Non-Prod Environment: Rocky 8

  • Why Rocky 8?: Rocky Linux is a community-supported enterprise operating system that is 100% binary-compatible with RHEL, making it an ideal choice for non-prod environments where cost efficiency and stability are crucial.
  • Implementation: I used Packer to build AMIs on AWS, ensuring a smooth transition of microservices to Rocky 8. The Packer scripts were updated to reference Rocky 8 repositories, and extensive testing was performed to validate the compatibility and performance of the microservices.

Prod Environment: RHEL 8

  • Why RHEL 8?: For production environments, RHEL 8 was selected due to its enterprise-grade support, security, and reliability, which are critical for maintaining uptime and service quality.
  • Implementation: Similar to the non-prod environment, Packer was used to automate the creation of RHEL 8 AMIs. The migration involved rigorous testing in staging environments to ensure that all microservices performed optimally under RHEL 8.

1. Packer AMI Build Process

Packer was central to the migration process, allowing us to automate the creation of Rocky 8 and RHEL 8 AMIs. The Packer templates were updated to reference the appropriate base images and repositories.
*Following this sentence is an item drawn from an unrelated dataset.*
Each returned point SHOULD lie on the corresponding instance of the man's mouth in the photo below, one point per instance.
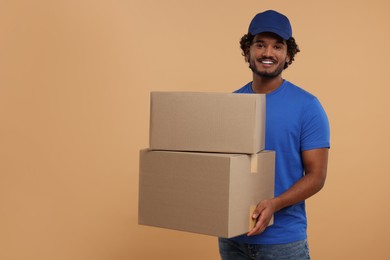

Example Packer Template (CentOS 7 to Rocky 8):

{
  "variables": {
    "aws_region": "us-west-2",
    "source_ami": "ami-xxxxxxxx", // CentOS 7 AMI
    "ssh_username": "cloud-user"
  },
  "builders": [
    {
      "type": "amazon-ebs",
      "region": "{{user `aws_region`}}",
      "source_ami": "{{user `source_ami`}}",
      "instance_type": "t2.micro",
      "ssh_username": "{{user `ssh_username`}}",
      "ami_name": "rocky8-microservice-{{timestamp}}"
    }
  ],
  "provisioners": [
    {
      "type": "shell",
      "inline": [
        "sudo yum update -y",
        "sudo yum install -y epel-release",
        "sudo yum install -y python3"
      ]
    },
    {
      "type": "file",
      "source": "scripts/",
      "destination": "/tmp/scripts/"
    },
    {
      "type": "shell",
      "inline": [
        "sudo /tmp/scripts/setup.sh"
      ]
    }
  ]
}


2. Handling User Data and Systemd Services

One of the key requirements was to manage system services using systemd to ensure that custom scripts and services would start correctly on system boot. The UserData file played a crucial role in setting up these services.


Example UserData File:

#!/bin/bash
# Create a systemd service for initializing microservices

cat <<EOF | sudo tee /etc/systemd/system/microservice-init.service
[Unit]
Description=Microservice Initialization Service
After=network.target

[Service]
ExecStart=/usr/local/bin/microservice_init.sh
Restart=on-failure

[Install]
WantedBy=multi-user.target
EOF

# Enable and start the service
sudo systemctl enable microservice-init.service
sudo systemctl start microservice-init.service


Example microservice_init.sh:

#!/bin/bash

# Initialize microservices environment
echo "Starting microservices initialization"

# Call Python scripts for setup
/usr/bin/python3 /opt/microservices/setup_env.py

# Call bash functions for system configuration
source /opt/microservices/functions.sh
setup_networking
configure_firewall

This approach ensured that all necessary initialization scripts, both in Python and Bash, were executed automatically upon system startup, thereby reducing manual intervention.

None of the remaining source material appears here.